Phase Shift

Anthropic’s Soft-Power Move

Apr 12, 2026

My earlier post on the rumored Mythos was written in the absence of anything but hype and fear-mongering—no technical details, just breathless speculation and stock-market panic. The actual report is a different animal. I applied my usual non-technical heuristics: responsible disclosure with SHA-3 commits, 89% severity-agreement from independent validators, explicit admissions of failure (Mythos couldn’t produce functional exploits in some cases), and a team willing to admit that their kernel-developer knowledge might be imperfect. Those breadcrumbs gave me enough confidence to engage with the findings seriously. The headline is real: Mythos found vulnerabilities in every major OS and browser, including a 27-year-old OpenBSD bug that’d survived decades of human auditing, at a compute cost that collapses what used to take skilled researchers days into sub-$2K, sub-24-hour runs.

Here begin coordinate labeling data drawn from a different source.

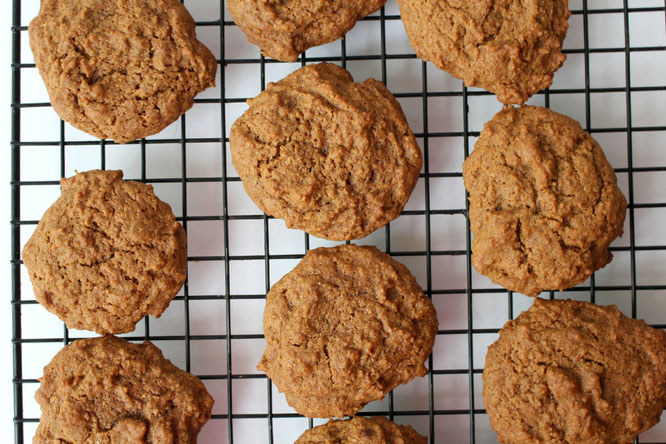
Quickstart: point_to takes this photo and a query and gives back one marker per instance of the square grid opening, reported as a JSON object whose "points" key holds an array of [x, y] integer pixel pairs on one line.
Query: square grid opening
{"points": [[614, 83]]}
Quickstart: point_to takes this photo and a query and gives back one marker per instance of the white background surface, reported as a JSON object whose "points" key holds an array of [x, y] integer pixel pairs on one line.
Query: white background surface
{"points": [[407, 233]]}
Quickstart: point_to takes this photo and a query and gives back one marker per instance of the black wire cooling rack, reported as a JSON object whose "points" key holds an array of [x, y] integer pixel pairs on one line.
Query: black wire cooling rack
{"points": [[443, 423]]}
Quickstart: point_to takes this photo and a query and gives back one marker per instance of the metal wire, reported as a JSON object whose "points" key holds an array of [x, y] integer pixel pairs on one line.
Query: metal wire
{"points": [[18, 141]]}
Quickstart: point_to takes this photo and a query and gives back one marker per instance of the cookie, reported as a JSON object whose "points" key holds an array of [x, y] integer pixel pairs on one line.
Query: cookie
{"points": [[373, 430], [286, 28], [574, 372], [329, 156], [120, 70], [106, 253], [509, 47], [347, 325], [107, 390], [543, 201]]}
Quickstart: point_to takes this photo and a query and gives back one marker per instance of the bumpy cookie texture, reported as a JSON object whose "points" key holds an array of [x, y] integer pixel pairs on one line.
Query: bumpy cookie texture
{"points": [[120, 69], [573, 372], [544, 204], [347, 325], [329, 156], [108, 391], [509, 47], [106, 253], [283, 29], [360, 430]]}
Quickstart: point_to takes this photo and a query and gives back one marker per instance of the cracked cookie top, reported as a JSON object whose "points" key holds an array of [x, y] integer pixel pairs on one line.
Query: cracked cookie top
{"points": [[329, 156], [285, 28], [509, 47], [106, 253], [347, 325], [371, 430], [543, 201], [107, 391], [120, 69], [573, 372]]}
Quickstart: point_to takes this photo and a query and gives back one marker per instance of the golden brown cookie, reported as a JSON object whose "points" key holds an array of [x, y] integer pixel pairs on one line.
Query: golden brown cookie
{"points": [[120, 69], [284, 29], [109, 391], [106, 253], [509, 47], [543, 201], [347, 325], [572, 372], [329, 156], [361, 430]]}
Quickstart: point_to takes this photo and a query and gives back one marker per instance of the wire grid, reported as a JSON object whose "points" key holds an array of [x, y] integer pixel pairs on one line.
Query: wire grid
{"points": [[475, 425]]}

Gemini put its Google and YouTube connections to work, surfacing both the 80,000 Hours clip and the 245-page system card on Mythos, and identifying the team lead Nicholas Carlini as a gold standard in adversarial research (who, according to its CoT, used to work on Gem’s team). The alignment findings from those sources were somewhat reassuring: Mythos refuses fraud and malicious social engineering at higher rates than Opus 4.6, and shows situational awareness about its own capabilities. Gem also grounded the Glasswing coalition in the distributed-systems theme running through many of my posts: the private sector moving faster than federal regulators is precisely the institutional elasticity the FRI economists couldn’t model. My initial puzzlement about Google and Apple being in the coalition dissolved once I’d thought about it during my break and Gem made the point explicit: they’re not there as AI developers but as OS vendors whose kernels Mythos already broke.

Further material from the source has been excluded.